À l’occasion du 60e anniversaire de l’Indépendance de l’Algérie, pour contribuer à renforcer les liens de solidarité entre les peuples algérien et français, l’Association Josette et Maurice Audin organise une délégation en Algérie du 28 mai au 6 juin 2022.
Le rapprochement entre les peuples passe par des échanges réguliers et soutenus dans de nombreux domaines : culturel, sportif, associatif et scientifique. Dans la lignée de l’engagement de Maurice et Josette Audin contre le colonialisme, pour la liberté de l’Algérie, le Prix de mathématiques Maurice Audin traduit le soutien de ces valeurs des deux côtés de la Méditerranée. L’accueil réciproque des chercheurs doit être organisé et s’amplifier, la politique des visas doit être révisée afin de faciliter ces échanges.
La délégation, constituée d’animateurs de l’association, de mathématiciens, d’historiens, d’une juriste et de documentaristes, se rendra à Alger, Oran et Constantine.

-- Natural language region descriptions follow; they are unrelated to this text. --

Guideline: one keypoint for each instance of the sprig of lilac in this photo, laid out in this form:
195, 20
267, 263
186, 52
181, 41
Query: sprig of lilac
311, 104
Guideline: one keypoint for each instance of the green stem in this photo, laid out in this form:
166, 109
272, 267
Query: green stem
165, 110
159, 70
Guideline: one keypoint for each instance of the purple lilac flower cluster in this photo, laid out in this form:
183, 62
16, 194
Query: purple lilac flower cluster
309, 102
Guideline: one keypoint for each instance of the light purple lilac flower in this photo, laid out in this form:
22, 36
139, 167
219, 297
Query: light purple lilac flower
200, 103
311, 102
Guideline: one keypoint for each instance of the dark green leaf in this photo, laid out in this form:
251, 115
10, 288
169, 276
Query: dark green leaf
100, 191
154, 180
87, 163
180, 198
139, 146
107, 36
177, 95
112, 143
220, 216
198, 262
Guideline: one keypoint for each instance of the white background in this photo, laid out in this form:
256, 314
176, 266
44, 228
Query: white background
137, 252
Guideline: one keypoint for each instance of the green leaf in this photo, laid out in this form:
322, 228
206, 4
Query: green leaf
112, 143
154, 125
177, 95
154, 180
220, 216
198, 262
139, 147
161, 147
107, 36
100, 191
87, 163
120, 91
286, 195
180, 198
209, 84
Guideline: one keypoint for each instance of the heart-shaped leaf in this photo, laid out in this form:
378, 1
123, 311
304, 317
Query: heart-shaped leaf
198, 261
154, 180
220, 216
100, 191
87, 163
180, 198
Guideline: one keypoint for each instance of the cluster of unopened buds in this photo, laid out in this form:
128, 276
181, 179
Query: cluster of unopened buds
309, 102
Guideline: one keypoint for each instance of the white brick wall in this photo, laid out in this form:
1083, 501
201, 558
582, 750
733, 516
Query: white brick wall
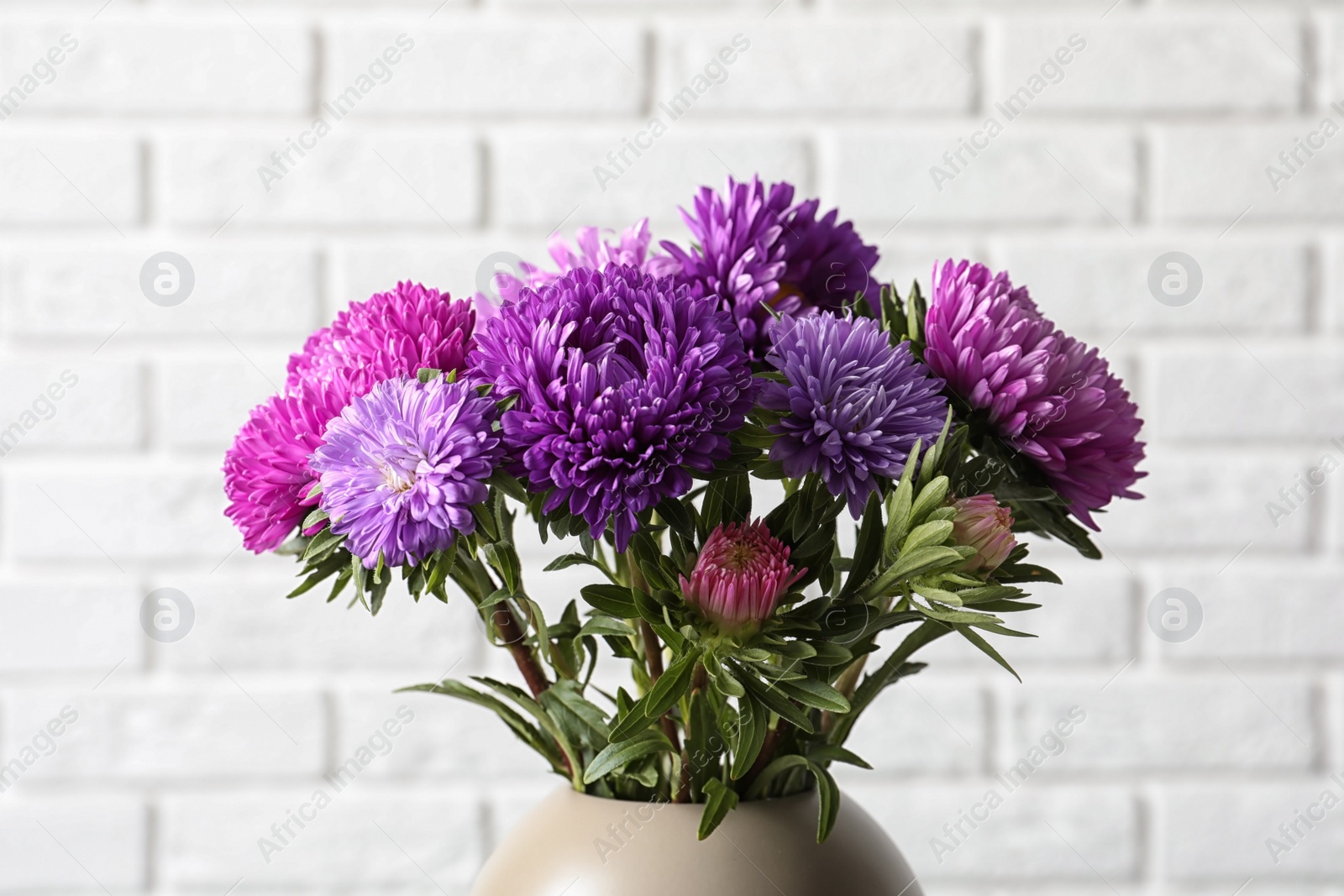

Sont programmées dans ces trois villes, des «minutes du silence» dans les lieux symboliques [comme le mémorial du Martyr Maqam Echahid, la place Audin, la prison Barberousse…] et, en partenariat avec nos amis algériens, de multiples rencontres (mathématiciens, étudiants, historiens, artistes, …).
Sont aussi prévues des conférences sur les mathématiques ou l’histoire, comme la guerre des grottes et l’utilisation de l’arme chimique (1956-1962), des lectures du livre de Michèle Audin, «Une vie brève». Des épisodes de la série «En guerre(s) pour l’Algérie» de Raphaëlle Branche et Raphaël Lewandowski seront projetés à Oran.
Des conférences avec les lauréats du Prix Audin de mathématiques depuis 2004, ainsi que la remise du prix 2022, auront lieu en collaboration avec le Ministère algérien de l’Enseignement Supérieur et de la Recherche scientifique et la Direction Générale de la Recherche Scientifique et du Développement Technologique.
Un journal de bord et une couverture vidéo permettront de suivre les étapes de l’événement sur le site de l’association, sur la chaîne YouTube Place Audin et sur les réseaux sociaux.
Participant.e.s : Said AIT ALI SAID, documentariste – Line AUDIN, AJMA – Pierre AUDIN, AJMA – Sandrine-Malika CHARLEMAGNE, écrivain – René CORI, mathématicien – François DEMERLIAC, documentariste – Fatiha HASSANINE, AJMA – Christophe LAFAYE, chercheur au laboratoire LIR3S Université de Bourgogne – Yamina Kaci MAHAMMED, AJMA – Gilles MANCERON, historien – Pierre MANSAT, AJMA – Alain RUSCIO, historien – Catherine TEITGEN-COLLY, universitaire, juriste.